Provincial characteristics based on each candidate region carries out target detection, generates testing result.

15. according to the method for claim 14, which is characterized in that the provincial characteristics based on each candidate region The step of carrying out target detection, generating testing result, comprising:

Classification processing is carried out by provincial characteristics of the classification sub-network to each candidate region, is determined in the target image Target category；And/or

Recurrence processing is carried out to the provincial characteristics of each candidate region by returning sub-network, is obtained in the target image Target position.

16. according to the method for claim 15, which is characterized in that the classification sub-network and the recurrence sub-network are One full articulamentum.

17. a kind of object detecting device characterized by comprising

Image collection module, for obtaining target image to be detected；

Fisrt feature figure generation module generates fisrt feature figure for carrying out feature extraction to the target image；Wherein, institute State the characteristic information that fisrt feature figure includes different scale；

Candidate identification module obtains the candidate of the target image for carrying out region candidate identification to the fisrt feature figure Area information；

Detection module, for generating testing result according to multiple candidate regions and the fisrt feature figure；The detection knot Fruit includes target category and/or target position in the target image.

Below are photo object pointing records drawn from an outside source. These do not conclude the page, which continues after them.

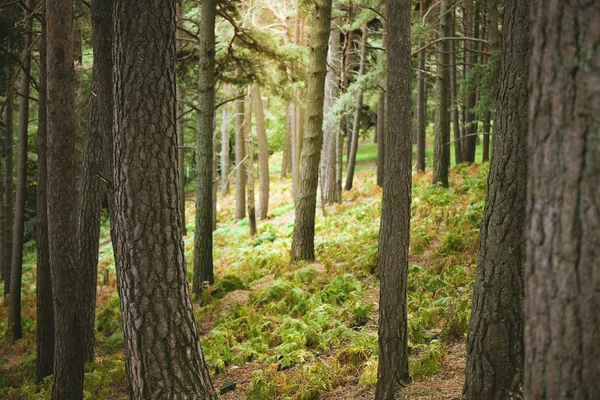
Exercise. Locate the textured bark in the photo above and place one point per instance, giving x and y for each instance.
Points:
(44, 314)
(562, 328)
(62, 229)
(441, 146)
(203, 261)
(240, 155)
(394, 233)
(357, 113)
(263, 153)
(92, 186)
(331, 126)
(495, 340)
(303, 240)
(163, 354)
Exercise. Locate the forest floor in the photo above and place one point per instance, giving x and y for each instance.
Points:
(275, 330)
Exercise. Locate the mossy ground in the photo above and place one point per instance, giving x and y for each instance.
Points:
(309, 330)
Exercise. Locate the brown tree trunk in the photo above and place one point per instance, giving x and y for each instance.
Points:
(164, 358)
(394, 232)
(495, 341)
(62, 206)
(203, 261)
(441, 146)
(562, 328)
(303, 240)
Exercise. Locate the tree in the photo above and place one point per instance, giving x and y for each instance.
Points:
(263, 153)
(303, 239)
(93, 169)
(441, 146)
(44, 313)
(164, 358)
(203, 261)
(562, 328)
(65, 270)
(495, 340)
(394, 232)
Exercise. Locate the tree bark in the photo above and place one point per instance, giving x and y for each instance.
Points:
(164, 358)
(441, 147)
(44, 312)
(263, 153)
(495, 340)
(303, 239)
(562, 324)
(203, 261)
(357, 113)
(394, 233)
(62, 229)
(92, 186)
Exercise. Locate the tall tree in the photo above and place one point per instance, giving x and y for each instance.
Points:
(44, 313)
(495, 339)
(357, 113)
(303, 239)
(562, 324)
(263, 152)
(203, 261)
(65, 270)
(93, 169)
(164, 358)
(441, 146)
(394, 231)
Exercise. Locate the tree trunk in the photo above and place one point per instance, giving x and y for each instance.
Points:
(62, 206)
(164, 358)
(495, 341)
(357, 113)
(303, 240)
(562, 324)
(394, 233)
(14, 311)
(92, 187)
(240, 155)
(331, 128)
(263, 153)
(203, 261)
(45, 314)
(441, 147)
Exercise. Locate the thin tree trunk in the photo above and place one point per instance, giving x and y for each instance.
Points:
(303, 239)
(203, 260)
(62, 206)
(14, 311)
(562, 324)
(441, 147)
(164, 358)
(394, 233)
(357, 113)
(263, 153)
(495, 341)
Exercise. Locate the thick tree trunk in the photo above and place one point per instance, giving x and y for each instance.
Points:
(441, 146)
(562, 328)
(357, 113)
(495, 341)
(14, 310)
(394, 233)
(164, 358)
(331, 127)
(240, 155)
(92, 187)
(45, 314)
(203, 261)
(263, 153)
(303, 240)
(62, 206)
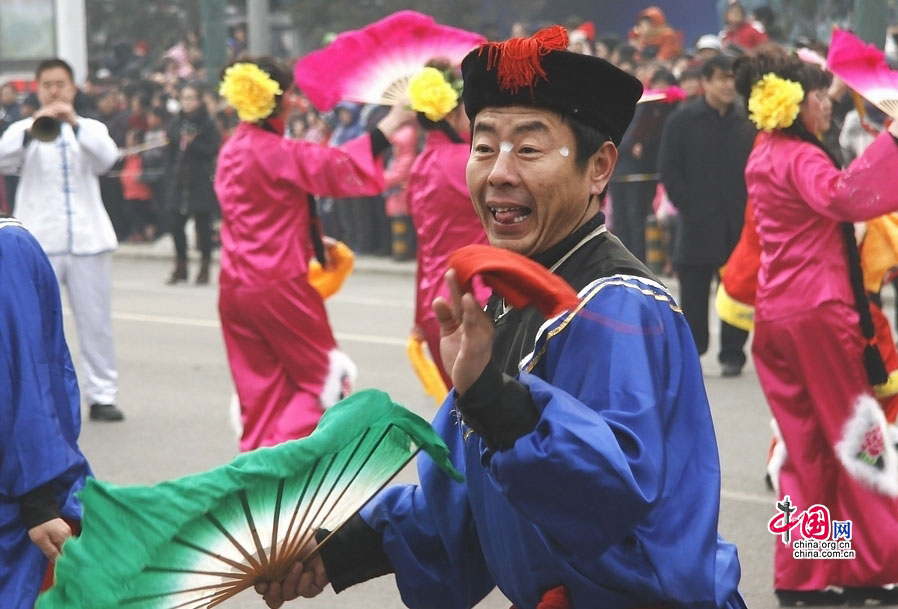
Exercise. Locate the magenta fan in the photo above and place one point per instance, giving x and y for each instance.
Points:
(374, 64)
(863, 68)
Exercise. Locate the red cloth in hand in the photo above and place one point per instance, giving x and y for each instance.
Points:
(516, 278)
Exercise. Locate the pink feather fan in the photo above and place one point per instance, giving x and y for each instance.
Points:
(375, 64)
(863, 68)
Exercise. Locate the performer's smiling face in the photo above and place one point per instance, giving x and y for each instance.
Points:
(526, 185)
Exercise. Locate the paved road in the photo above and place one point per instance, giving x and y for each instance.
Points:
(175, 389)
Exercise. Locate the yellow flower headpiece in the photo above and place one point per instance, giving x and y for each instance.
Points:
(774, 102)
(250, 91)
(429, 92)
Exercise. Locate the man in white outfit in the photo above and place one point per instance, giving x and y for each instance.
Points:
(59, 201)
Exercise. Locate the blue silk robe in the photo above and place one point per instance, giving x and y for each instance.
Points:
(40, 416)
(614, 494)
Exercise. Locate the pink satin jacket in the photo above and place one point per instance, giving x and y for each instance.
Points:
(800, 198)
(263, 181)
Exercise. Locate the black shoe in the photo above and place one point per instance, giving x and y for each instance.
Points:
(730, 369)
(857, 597)
(799, 598)
(105, 412)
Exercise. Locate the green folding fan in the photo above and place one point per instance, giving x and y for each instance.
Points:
(199, 540)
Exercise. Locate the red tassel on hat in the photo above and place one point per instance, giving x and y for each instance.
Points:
(519, 60)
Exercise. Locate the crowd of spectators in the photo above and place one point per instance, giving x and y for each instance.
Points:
(137, 94)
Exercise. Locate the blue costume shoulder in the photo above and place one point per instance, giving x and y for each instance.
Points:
(40, 416)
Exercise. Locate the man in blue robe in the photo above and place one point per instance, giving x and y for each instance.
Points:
(41, 466)
(586, 441)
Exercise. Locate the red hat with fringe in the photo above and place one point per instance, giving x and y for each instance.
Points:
(540, 71)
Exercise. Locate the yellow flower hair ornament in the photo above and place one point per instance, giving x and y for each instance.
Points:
(250, 91)
(774, 102)
(429, 92)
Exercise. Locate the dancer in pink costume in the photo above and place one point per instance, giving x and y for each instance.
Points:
(812, 346)
(282, 353)
(440, 204)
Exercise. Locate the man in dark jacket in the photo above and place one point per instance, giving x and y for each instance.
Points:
(704, 149)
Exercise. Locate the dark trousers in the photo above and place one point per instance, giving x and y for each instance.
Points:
(695, 290)
(203, 221)
(631, 204)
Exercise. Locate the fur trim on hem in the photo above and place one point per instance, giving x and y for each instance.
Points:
(236, 415)
(865, 449)
(341, 377)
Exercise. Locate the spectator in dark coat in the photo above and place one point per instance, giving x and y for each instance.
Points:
(704, 149)
(636, 173)
(193, 142)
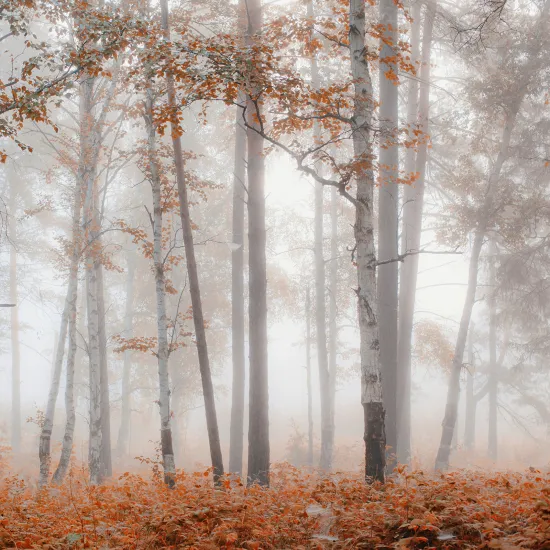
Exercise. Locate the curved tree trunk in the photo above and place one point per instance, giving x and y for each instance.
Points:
(371, 376)
(388, 200)
(194, 286)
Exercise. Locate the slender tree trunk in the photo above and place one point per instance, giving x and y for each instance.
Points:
(88, 174)
(106, 453)
(194, 286)
(70, 422)
(493, 374)
(471, 403)
(333, 310)
(371, 376)
(387, 219)
(15, 350)
(44, 451)
(236, 438)
(258, 412)
(449, 421)
(124, 431)
(160, 288)
(309, 388)
(413, 199)
(327, 430)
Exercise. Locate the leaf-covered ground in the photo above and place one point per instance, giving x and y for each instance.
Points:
(462, 509)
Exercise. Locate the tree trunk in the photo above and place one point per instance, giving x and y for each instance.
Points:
(236, 438)
(194, 286)
(15, 349)
(160, 288)
(413, 198)
(471, 403)
(70, 303)
(258, 412)
(327, 431)
(492, 447)
(70, 421)
(371, 376)
(106, 454)
(449, 421)
(124, 431)
(387, 219)
(333, 309)
(309, 388)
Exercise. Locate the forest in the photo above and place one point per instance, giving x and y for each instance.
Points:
(275, 274)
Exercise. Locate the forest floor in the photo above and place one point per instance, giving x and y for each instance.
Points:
(461, 509)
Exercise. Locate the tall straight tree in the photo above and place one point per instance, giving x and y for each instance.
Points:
(492, 446)
(413, 199)
(236, 437)
(388, 199)
(124, 430)
(192, 272)
(327, 430)
(15, 349)
(371, 375)
(258, 412)
(163, 352)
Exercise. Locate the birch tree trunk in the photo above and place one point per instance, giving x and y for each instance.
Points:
(70, 422)
(106, 454)
(413, 198)
(14, 325)
(236, 437)
(492, 444)
(309, 388)
(258, 412)
(371, 376)
(69, 309)
(160, 289)
(388, 200)
(449, 420)
(194, 286)
(327, 431)
(124, 430)
(471, 403)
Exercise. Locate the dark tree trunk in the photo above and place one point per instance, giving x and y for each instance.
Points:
(413, 198)
(387, 280)
(236, 438)
(194, 286)
(258, 412)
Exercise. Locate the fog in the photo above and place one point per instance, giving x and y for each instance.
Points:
(100, 214)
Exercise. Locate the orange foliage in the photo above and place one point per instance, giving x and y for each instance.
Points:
(300, 510)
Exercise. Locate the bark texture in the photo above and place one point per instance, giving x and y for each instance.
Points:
(258, 413)
(126, 391)
(194, 286)
(371, 376)
(236, 437)
(413, 198)
(388, 200)
(167, 449)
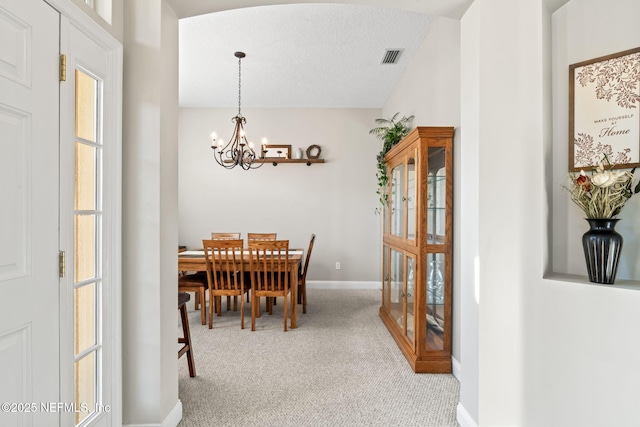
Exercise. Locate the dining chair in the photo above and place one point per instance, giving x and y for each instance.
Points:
(228, 236)
(225, 273)
(261, 236)
(224, 236)
(302, 277)
(185, 340)
(269, 271)
(196, 283)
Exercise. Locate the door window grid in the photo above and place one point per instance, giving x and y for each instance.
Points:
(88, 231)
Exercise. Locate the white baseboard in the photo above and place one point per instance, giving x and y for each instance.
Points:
(456, 369)
(325, 284)
(463, 417)
(171, 420)
(174, 417)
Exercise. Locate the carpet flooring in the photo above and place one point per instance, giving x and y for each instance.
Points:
(340, 367)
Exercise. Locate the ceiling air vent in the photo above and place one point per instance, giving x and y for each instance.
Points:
(391, 56)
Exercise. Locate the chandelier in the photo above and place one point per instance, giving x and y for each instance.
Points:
(237, 152)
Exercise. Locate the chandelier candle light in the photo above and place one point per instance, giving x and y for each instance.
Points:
(237, 152)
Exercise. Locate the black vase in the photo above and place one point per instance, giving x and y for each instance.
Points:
(602, 246)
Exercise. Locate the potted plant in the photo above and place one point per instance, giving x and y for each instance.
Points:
(391, 131)
(601, 196)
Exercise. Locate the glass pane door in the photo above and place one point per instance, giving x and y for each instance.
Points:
(397, 200)
(411, 199)
(411, 290)
(88, 237)
(435, 301)
(436, 196)
(397, 287)
(386, 277)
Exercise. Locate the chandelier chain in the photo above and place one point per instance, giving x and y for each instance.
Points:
(239, 83)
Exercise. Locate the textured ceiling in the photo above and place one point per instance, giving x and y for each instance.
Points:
(298, 55)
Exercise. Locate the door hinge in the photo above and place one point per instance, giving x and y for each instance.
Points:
(62, 264)
(63, 68)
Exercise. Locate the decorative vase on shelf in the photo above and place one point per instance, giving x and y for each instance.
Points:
(602, 246)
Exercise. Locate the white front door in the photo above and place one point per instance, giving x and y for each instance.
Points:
(29, 148)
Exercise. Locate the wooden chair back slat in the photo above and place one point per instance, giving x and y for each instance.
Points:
(225, 273)
(261, 236)
(269, 272)
(225, 236)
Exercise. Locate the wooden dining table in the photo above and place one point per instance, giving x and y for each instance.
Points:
(195, 261)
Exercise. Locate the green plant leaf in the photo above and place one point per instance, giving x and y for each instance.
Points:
(390, 133)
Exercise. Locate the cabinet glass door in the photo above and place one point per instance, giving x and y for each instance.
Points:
(397, 200)
(411, 290)
(397, 287)
(385, 277)
(436, 196)
(411, 198)
(435, 301)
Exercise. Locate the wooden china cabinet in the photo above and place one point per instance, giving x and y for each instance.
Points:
(417, 247)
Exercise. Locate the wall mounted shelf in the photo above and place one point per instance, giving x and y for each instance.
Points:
(276, 161)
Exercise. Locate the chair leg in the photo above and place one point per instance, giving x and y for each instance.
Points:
(212, 304)
(304, 297)
(285, 309)
(241, 312)
(203, 306)
(186, 340)
(254, 310)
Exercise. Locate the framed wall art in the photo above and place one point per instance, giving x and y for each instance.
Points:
(604, 116)
(276, 151)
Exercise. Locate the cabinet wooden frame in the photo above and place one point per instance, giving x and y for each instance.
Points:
(423, 355)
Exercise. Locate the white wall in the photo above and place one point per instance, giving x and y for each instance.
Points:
(468, 229)
(335, 200)
(582, 30)
(552, 353)
(430, 90)
(150, 135)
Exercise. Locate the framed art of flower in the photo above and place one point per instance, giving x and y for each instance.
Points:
(604, 117)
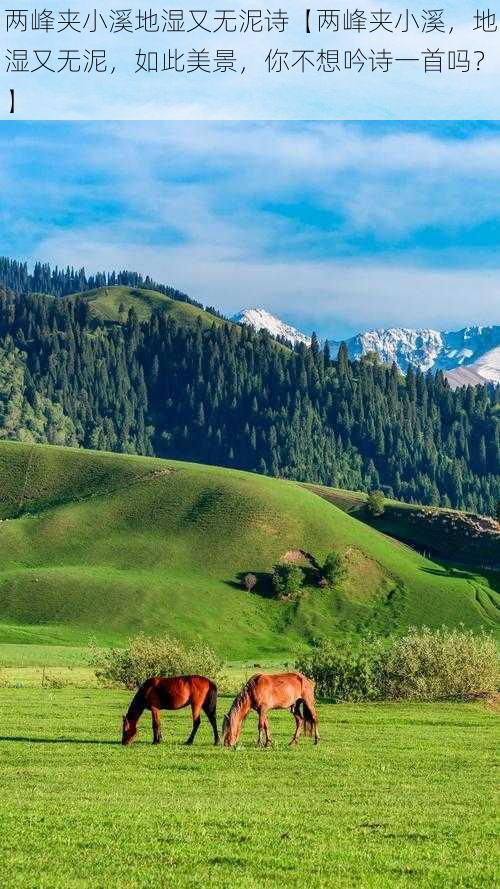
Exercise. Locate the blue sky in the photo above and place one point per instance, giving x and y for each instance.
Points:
(333, 226)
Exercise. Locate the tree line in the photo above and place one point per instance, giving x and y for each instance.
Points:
(226, 395)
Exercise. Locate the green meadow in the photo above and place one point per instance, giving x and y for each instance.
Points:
(104, 546)
(98, 547)
(396, 795)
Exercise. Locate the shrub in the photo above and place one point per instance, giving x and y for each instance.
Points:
(423, 665)
(249, 582)
(376, 503)
(334, 570)
(146, 656)
(287, 580)
(344, 672)
(429, 665)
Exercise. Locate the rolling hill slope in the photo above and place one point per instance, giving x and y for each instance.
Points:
(107, 545)
(459, 537)
(113, 303)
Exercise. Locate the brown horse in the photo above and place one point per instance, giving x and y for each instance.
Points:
(172, 693)
(264, 692)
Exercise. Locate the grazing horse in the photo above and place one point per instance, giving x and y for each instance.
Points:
(281, 691)
(172, 693)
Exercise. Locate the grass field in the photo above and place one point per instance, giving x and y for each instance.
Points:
(448, 533)
(393, 796)
(107, 545)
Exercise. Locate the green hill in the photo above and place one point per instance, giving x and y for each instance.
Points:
(108, 545)
(461, 537)
(113, 303)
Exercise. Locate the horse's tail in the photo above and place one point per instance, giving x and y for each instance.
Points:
(308, 719)
(210, 702)
(308, 715)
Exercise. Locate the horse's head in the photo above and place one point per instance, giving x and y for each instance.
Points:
(230, 732)
(129, 731)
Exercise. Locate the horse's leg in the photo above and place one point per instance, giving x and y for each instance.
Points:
(298, 723)
(309, 701)
(262, 725)
(155, 717)
(269, 740)
(210, 713)
(195, 710)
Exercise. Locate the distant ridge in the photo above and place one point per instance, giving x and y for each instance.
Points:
(470, 356)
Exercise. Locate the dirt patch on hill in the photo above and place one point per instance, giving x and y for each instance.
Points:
(299, 556)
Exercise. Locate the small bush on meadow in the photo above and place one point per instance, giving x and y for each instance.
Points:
(249, 582)
(334, 570)
(422, 665)
(344, 672)
(287, 580)
(431, 665)
(146, 656)
(375, 503)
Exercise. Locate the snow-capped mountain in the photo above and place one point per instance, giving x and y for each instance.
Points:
(467, 356)
(432, 349)
(259, 319)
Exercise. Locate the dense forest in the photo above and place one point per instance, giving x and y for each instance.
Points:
(224, 394)
(16, 276)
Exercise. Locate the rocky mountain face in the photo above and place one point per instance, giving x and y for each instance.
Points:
(260, 319)
(467, 356)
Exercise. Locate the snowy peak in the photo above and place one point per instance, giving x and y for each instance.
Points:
(467, 356)
(474, 347)
(402, 346)
(259, 319)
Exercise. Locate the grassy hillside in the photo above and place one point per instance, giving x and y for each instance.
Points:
(105, 304)
(105, 544)
(442, 533)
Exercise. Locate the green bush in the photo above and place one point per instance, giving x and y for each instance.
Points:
(430, 665)
(334, 570)
(287, 580)
(376, 503)
(343, 672)
(146, 656)
(423, 665)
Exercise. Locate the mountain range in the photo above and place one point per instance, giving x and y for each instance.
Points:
(467, 356)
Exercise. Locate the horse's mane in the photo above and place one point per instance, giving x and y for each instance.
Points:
(241, 697)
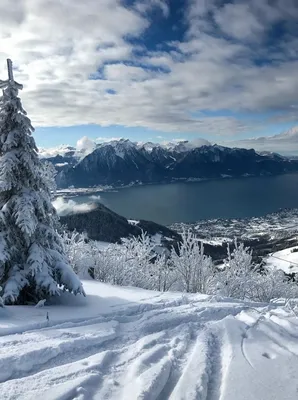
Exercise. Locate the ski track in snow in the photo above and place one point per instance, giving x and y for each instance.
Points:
(183, 348)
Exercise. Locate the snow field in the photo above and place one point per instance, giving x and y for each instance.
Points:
(129, 343)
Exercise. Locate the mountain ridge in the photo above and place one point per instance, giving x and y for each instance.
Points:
(123, 162)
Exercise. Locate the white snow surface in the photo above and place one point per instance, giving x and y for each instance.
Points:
(286, 260)
(128, 343)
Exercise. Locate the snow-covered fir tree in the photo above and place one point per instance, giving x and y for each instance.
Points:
(33, 265)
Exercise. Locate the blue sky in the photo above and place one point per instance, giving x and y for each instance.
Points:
(154, 70)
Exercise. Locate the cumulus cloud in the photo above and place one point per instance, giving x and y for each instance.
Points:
(65, 206)
(85, 145)
(79, 65)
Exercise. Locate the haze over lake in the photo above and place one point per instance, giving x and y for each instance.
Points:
(189, 202)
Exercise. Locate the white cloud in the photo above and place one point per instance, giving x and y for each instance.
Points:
(85, 145)
(64, 206)
(106, 139)
(57, 46)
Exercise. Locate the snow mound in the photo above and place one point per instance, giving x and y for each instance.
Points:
(128, 343)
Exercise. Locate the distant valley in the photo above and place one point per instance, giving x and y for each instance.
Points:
(123, 162)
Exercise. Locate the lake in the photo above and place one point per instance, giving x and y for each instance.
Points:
(189, 202)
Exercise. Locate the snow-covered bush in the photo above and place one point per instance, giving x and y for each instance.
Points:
(237, 276)
(133, 263)
(136, 263)
(32, 262)
(272, 284)
(194, 269)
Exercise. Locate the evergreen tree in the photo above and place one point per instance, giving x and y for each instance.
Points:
(32, 261)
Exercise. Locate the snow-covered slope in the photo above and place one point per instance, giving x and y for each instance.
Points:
(127, 343)
(286, 260)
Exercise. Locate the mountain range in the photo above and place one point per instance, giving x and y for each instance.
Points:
(122, 162)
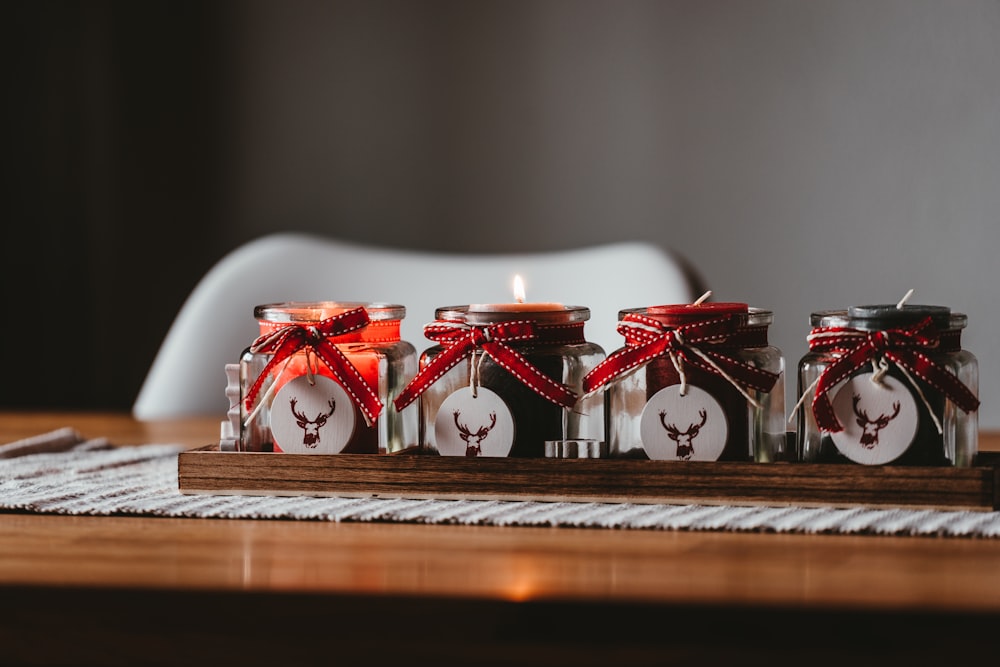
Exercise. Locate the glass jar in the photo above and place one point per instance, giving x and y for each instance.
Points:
(885, 384)
(320, 377)
(501, 383)
(695, 382)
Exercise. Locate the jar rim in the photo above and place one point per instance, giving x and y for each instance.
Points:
(315, 311)
(564, 315)
(879, 317)
(751, 315)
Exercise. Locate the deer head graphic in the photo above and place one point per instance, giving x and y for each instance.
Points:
(311, 427)
(474, 440)
(685, 438)
(871, 427)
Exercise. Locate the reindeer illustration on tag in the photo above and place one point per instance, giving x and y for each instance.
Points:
(474, 440)
(879, 417)
(694, 423)
(871, 427)
(314, 417)
(311, 427)
(685, 438)
(474, 424)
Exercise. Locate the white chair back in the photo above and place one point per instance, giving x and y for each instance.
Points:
(216, 322)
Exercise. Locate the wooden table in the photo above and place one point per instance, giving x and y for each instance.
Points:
(128, 591)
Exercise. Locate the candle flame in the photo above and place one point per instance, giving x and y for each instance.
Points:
(700, 300)
(519, 289)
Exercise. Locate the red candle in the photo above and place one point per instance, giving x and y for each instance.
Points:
(518, 306)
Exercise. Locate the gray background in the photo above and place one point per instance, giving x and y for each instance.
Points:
(801, 155)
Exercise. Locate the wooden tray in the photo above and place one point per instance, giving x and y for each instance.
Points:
(210, 471)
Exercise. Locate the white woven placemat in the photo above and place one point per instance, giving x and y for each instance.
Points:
(62, 473)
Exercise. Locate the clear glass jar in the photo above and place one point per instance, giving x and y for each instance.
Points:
(301, 406)
(480, 408)
(656, 413)
(889, 405)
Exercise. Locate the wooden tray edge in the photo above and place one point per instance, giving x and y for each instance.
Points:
(208, 471)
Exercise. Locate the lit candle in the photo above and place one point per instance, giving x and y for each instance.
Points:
(519, 305)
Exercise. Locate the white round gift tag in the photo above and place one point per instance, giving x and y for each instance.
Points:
(479, 425)
(692, 427)
(880, 419)
(312, 418)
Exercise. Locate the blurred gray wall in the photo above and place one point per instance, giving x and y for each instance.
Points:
(801, 154)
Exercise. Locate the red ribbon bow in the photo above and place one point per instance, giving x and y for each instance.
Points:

18. a kind of object detection system, which is characterized in that the system comprises: image collecting device, processor and storage dress It sets；

Described image acquisition device, for acquiring target image；

Computer program is stored on the storage device, the computer program is executed when being run by the processor as weighed Benefit requires 1 to 16 described in any item methods.

19. a kind of computer readable storage medium, computer program, feature are stored on the computer readable storage medium The step of being, the described in any item methods of the claims 1 to 16 executed when the computer program is run by processor.